The internal audit procedures specify that the Internal Audit assists the board of directors and managers in checking and reviewing the deficiencies of the internal control system, measuring the effectiveness and efficiency of operations, and providing timely suggestions for improvement to ensure the continuous and effective implementation of the internal control system.
The Company's internal audit unit is subordinate to the Board of Directors and is staffed with the appropriate number of full-time internal auditors based on the Company's size, including one internal audit supervisor and two full-time internal auditors, totaling three persons.
Internal auditors must uphold detached and independent spirit; properly execute his/her duty based on objective and fair standpoints. In addition to regular reporting of the audit business to supervisors, the chief auditor should attend the board meeting.
Based on the outcome of the risk assessment, the internal audit business in our company determines the annual audit plan including concrete audit items, time, procedure, methods and so on. Auditors conduct auditing regularly or irregularly. Enclosed with working paper, relevant data and information, the audit result reports are submitted for approval to ensure the internal control system can be implemented effectively and sustainably.
To urge the Company's internal departments as well as the subsidiaries to yearly assess the effectiveness of internal control systems, the internal control self-assessments take place on the E-platform. After the initiator of self-assessment conducts the design of internal control scheme and execute the assessment with effectiveness, the internal audit department will review the self-assessment report from each department and subsidiary. The self-assessment reports along with any deficiency in internal control found by audit department and the status on improvements of abnormal cases will serve as the main basis for the Board of Directors as well as General Manager to evaluate the overall effectiveness of internal control systems in the Company and to issue the Declaration of Internal Control System. The Declaration of Internal Control System shall not only be released on the website appointed by Financial Supervisory Commission (FSC) within three months after the closure of a fiscal year but also be published on the Annual Report.
Inside the audit reports, internal auditors must disclose in absolute transparency the findings from internal auditing, the items from the Declaration of Internal Control System, self-assessment reports as well as any other deficiencies and abnormal cases in internal control identified by accountants. Internal auditors shall perform follow-ups and conduct tracking reports regularly to ensure relevant departments have taken proper corrective measures timely.
After the completion of audit reports and tracking reports, the completed audit items have to be presented to independent Board members for review by the end of next month. If any serious violation or significant damage to company identified by internal auditor, the submission to inform the independent Board members shall take place immediately.

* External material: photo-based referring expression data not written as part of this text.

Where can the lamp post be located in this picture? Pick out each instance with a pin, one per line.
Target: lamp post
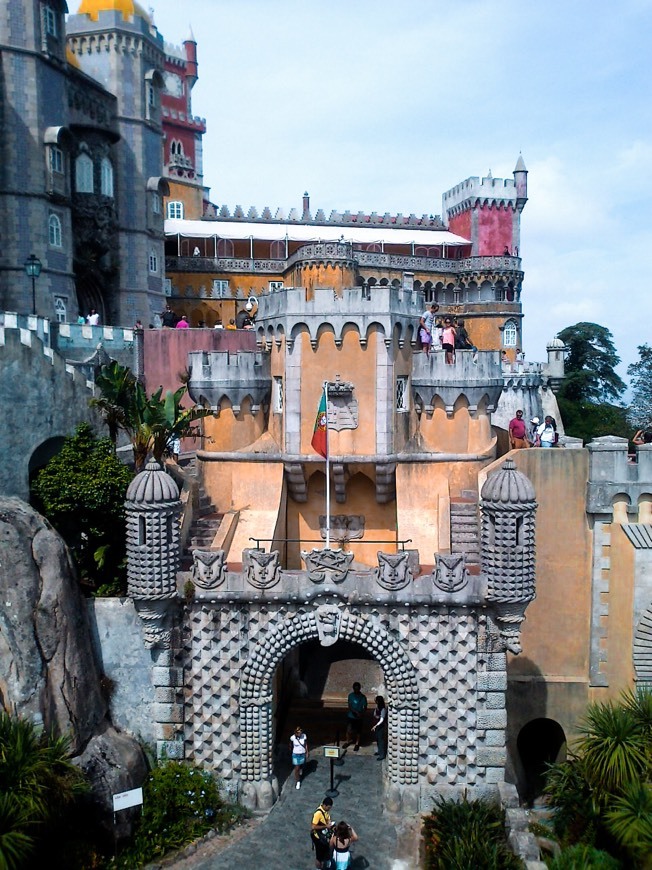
(33, 270)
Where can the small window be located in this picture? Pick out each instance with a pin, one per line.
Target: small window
(60, 308)
(84, 174)
(56, 159)
(107, 177)
(220, 289)
(175, 211)
(402, 394)
(54, 231)
(510, 334)
(278, 395)
(50, 21)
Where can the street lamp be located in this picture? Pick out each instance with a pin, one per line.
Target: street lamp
(33, 270)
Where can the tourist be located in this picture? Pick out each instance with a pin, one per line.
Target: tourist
(380, 727)
(547, 432)
(320, 833)
(299, 750)
(533, 438)
(426, 324)
(357, 704)
(518, 432)
(448, 341)
(340, 842)
(168, 318)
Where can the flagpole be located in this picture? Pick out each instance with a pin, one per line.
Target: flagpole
(328, 476)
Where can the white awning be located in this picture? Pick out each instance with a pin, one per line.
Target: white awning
(296, 232)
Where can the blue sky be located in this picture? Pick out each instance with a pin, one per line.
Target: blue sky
(382, 105)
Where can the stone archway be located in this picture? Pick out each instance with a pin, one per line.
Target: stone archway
(256, 693)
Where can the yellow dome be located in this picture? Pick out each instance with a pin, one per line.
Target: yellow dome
(92, 8)
(71, 59)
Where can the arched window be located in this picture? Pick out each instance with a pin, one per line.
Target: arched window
(84, 174)
(175, 210)
(510, 334)
(54, 231)
(107, 177)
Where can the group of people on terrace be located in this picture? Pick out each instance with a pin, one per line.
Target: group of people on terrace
(443, 333)
(537, 435)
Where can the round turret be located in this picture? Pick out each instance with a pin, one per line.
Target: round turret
(152, 509)
(508, 548)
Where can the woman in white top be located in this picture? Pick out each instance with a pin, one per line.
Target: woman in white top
(299, 750)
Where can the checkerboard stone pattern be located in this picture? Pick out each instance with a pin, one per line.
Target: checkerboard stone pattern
(445, 693)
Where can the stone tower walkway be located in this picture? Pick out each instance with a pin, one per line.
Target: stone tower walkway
(281, 840)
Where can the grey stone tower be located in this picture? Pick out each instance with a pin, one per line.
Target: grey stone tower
(508, 548)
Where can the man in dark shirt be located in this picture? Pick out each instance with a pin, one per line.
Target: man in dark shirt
(518, 432)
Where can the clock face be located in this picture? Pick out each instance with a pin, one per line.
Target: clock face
(173, 84)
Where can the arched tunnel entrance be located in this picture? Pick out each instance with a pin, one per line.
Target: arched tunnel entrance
(540, 743)
(311, 688)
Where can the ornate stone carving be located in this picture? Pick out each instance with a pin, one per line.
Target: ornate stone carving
(261, 569)
(393, 571)
(450, 574)
(343, 527)
(326, 564)
(208, 568)
(328, 618)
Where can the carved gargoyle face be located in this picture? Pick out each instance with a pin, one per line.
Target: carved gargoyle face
(208, 568)
(393, 571)
(450, 572)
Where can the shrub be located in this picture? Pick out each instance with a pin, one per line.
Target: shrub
(82, 491)
(463, 834)
(180, 804)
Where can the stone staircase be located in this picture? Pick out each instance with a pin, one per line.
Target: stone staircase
(465, 526)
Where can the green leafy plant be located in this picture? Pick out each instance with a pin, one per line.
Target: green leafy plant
(463, 834)
(38, 783)
(82, 492)
(180, 804)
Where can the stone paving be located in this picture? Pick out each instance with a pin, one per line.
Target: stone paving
(281, 841)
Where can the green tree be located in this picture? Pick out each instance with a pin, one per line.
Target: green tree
(82, 492)
(150, 422)
(590, 365)
(38, 783)
(640, 410)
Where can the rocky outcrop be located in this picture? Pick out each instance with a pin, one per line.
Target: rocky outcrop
(49, 673)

Internal auditor shall provide the audit plan on next year before the closure of a fiscal year. The implementation of the previous year’s audit plan shall be declared within 2 months after the fiscal year and based on required formats via Internet Service Declaration System for FSC’s future reference. The findings of any deficiency in internal control and the status on improvements of abnormal cases shall be declared within 5 months after the fiscal year based on required formats via Internet Service Declaration System for FSC’s future reference.